On August 29, Mali’s military head of state Assimi Goita signed the law, which doubles the stake the authorities can acquire to 20% and sets aside an additional 5% of shares for “national investors.” The authorities had already said the updated law won’t apply to the established gold operations that have long dominated the country’s mining industry – such as Barrick Gold Corp.’s Loulo-Gounkoto and B2Gold’s Fekola assets.
Mali’s National Directorate of Geology and Mines has confirmed that Kodal’s license to mine the Bougouni lithium project will be “administered in accordance” with the terms of the previous law, the firm said in a statement Friday.
The boom in lithium, a key battery metal, has kick-started a race for deposits.
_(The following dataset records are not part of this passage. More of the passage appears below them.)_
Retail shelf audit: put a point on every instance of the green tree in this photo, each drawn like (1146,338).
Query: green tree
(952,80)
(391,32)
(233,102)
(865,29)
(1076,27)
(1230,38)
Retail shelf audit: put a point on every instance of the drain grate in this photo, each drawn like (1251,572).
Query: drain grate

Mining heavyweights, battery manufacturers and automakers from Rio Tinto Plc to Tesla Inc. are chasing deals as they look to secure future supplies.
Kodal is vying with Australia’s Leo Lithium Ltd. to bring Mali’s first lithium mine to production. Kodal was awarded its license in late 2021, while Leo Lithium was given the right to develop the Goulamina asset in August 2019.
Mali has been beset by instability since a jihadist insurgency began in 2012, and has experienced two military coups over the past three years. Since the last army takeover in 2021, the junta has ordered the departure of a 13 000-strong United Nations force and allowed hundreds of personnel from Russia’s Wagner mercenary group to help combat the Islamist militants.